Although this is true, we need to go even deeper. In the Gospel, Jesus speaks of the Spirit of Truth Whom the world does not know but, He says, we know Him because He remains with us and will be in us. We see this promise being fulfilled in a practical way in the first reading where Peter and John pray for and lay hands on the people of Samaria and they received the Holy Spirit. You received the Holy Spirit on the day you were baptized and you received the fullness of the Spirit when you were confirmed.

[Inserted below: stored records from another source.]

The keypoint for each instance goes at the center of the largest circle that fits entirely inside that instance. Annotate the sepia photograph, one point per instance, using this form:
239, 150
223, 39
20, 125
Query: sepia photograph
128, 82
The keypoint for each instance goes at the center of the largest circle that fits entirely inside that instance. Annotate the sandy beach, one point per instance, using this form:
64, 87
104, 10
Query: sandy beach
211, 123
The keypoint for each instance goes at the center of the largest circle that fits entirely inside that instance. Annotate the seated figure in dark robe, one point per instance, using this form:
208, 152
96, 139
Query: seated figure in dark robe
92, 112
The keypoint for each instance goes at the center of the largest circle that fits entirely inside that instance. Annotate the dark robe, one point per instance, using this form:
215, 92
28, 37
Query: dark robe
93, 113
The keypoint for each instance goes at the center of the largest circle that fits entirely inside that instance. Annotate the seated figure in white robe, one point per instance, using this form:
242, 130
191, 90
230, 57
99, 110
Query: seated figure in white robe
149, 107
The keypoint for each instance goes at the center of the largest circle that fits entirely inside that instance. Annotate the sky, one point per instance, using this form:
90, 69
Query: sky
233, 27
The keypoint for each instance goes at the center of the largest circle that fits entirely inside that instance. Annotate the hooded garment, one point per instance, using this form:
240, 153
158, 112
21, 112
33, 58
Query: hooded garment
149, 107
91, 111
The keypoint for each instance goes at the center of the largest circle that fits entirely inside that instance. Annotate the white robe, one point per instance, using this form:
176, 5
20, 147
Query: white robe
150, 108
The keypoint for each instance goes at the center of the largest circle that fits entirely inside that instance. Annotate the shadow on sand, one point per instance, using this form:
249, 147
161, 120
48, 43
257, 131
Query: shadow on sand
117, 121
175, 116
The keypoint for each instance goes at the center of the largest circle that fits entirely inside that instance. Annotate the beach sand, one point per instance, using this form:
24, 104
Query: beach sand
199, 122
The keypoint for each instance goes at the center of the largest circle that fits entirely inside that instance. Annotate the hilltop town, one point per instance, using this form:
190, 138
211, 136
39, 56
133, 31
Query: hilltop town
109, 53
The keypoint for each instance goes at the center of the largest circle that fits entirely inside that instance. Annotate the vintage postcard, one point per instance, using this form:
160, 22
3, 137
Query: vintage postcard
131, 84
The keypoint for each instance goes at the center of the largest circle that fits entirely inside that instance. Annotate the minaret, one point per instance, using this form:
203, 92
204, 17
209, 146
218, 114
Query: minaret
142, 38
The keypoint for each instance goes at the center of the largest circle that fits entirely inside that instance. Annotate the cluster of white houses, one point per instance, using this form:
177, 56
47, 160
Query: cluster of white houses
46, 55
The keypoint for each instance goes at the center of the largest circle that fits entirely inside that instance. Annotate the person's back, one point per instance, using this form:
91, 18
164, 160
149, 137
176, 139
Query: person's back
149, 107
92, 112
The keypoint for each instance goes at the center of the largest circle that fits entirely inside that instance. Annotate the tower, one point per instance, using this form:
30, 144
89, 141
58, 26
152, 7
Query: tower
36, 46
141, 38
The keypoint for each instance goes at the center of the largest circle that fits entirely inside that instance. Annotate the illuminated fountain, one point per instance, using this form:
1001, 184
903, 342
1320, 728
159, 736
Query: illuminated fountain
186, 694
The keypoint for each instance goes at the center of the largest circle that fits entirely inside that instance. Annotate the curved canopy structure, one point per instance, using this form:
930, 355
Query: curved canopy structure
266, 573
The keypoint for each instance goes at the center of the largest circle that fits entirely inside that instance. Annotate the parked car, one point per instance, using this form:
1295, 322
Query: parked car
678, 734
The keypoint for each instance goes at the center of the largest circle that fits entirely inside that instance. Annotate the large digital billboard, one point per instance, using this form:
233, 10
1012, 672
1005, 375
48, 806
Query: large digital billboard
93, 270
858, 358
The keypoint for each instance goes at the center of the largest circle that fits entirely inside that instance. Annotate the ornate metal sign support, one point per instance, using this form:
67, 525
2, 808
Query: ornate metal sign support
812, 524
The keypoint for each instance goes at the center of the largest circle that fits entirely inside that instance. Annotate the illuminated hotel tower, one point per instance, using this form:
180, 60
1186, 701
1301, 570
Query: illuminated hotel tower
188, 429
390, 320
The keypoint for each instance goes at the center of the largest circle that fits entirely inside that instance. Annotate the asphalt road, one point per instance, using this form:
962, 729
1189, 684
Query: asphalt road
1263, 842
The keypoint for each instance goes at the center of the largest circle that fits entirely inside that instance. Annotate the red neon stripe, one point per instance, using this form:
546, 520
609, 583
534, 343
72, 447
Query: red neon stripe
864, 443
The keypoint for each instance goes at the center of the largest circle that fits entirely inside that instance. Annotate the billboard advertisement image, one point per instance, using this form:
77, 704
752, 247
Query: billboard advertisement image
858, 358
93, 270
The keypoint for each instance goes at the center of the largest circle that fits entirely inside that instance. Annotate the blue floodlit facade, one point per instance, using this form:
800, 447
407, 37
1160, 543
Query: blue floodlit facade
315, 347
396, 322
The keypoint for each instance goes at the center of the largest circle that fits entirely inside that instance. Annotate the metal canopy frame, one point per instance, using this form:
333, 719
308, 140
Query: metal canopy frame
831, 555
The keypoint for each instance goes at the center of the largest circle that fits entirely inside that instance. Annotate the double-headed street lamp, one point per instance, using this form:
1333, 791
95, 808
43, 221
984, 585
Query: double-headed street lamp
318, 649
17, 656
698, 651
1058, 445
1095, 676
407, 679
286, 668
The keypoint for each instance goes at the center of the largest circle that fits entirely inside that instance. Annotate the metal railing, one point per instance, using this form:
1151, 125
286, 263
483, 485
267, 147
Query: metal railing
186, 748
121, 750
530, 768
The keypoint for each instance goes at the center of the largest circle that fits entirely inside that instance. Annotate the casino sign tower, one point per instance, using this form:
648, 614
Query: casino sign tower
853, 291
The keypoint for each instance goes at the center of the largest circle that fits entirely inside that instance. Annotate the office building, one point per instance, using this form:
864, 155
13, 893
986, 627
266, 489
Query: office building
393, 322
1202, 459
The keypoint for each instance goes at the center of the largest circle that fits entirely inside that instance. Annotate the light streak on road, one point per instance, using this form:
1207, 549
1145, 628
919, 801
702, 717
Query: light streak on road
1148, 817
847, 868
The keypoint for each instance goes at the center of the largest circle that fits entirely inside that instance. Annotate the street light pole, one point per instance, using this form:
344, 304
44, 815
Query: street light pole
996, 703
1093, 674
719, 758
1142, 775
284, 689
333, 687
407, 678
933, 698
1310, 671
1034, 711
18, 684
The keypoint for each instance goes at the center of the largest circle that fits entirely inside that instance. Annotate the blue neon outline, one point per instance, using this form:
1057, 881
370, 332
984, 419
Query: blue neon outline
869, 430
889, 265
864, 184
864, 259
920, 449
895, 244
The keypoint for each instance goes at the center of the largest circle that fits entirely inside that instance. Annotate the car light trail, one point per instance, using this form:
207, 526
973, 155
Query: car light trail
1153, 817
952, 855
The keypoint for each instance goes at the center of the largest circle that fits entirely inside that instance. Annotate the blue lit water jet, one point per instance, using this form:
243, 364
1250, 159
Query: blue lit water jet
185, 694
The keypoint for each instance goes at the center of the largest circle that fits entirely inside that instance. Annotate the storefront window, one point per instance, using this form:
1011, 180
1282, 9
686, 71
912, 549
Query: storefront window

This means we have the Holy Spirit to help us get into our hearts. When we get there, with the help of the Holy Spirit, we will begin to understand what our Lord told us in the Gospel today. He told us that if we love Him we will be loved by the Father and by Jesus, and Jesus will reveal Himself to us. This revelation takes place within our hearts because, as the context makes clear, it is about love. The more we love Him, the more He will reveal Himself to us because He is love.
As beautiful as this is, it gets even better. Jesus tells us that we will realize that “I am in my Father and you are in me and I in you.” So, Jesus is in us and we are in Him, but He is also in the Father which means the Father is also in us and we are in the Father. The Spirit of Truth, as we already saw, is in us as well. So, the three Persons of the Trinity dwell in us when we are in the state of sanctifying grace.
The fact that the Trinity dwells in us does not automatically imply that we dwell within the Trinity. This is where sanctifying Christ as Lord in our hearts becomes critical. Jesus dwells in us in love and, as we know, love is a two-way street. In order to dwell in Him, we must love Him. This does not imply having warm and gushy feelings for Him, but serving Him, worshiping Him, and living our lives for Him.
We live in a time where people want to make Jesus into their little buddy, a warm and fuzzy pal. When we do this, we strip Him of His divine dignity and we fail to have true reverence for Him. We must be clear: He is the best friend we will ever have. However, we must never lose sight of the fact that He is God. The fact that He humbles Himself so profoundly to come and dwell with and in us does not mean that we should treat Him in a manner that fails to respect Him as God.
We must love our Lord for Who He is, not for what we might try to make Him. If we sanctify Him in our Hearts, we will maintain the proper reverence and respect for His Person. But St. Peter does not ask us to merely sanctify Jesus in our hearts, but to sanctify Him as Lord in our hearts. We can respect, reverence, and even worship Him objectively, but for Jesus to be Lord in our hearts requires something entirely different.
First, it must be subjective, that is, personal. Second, it must be relational because if Jesus is Lord in our hearts, He is not just Lord objectively (which He is), but He is my Lord subjectively. Third, we must allow Him to be Lord, that is, we must observe His commandments, as He says in the Gospel. St. Peter is not merely asking for an act of faith, but for an act of love: Sanctify Christ as Lord in your hearts!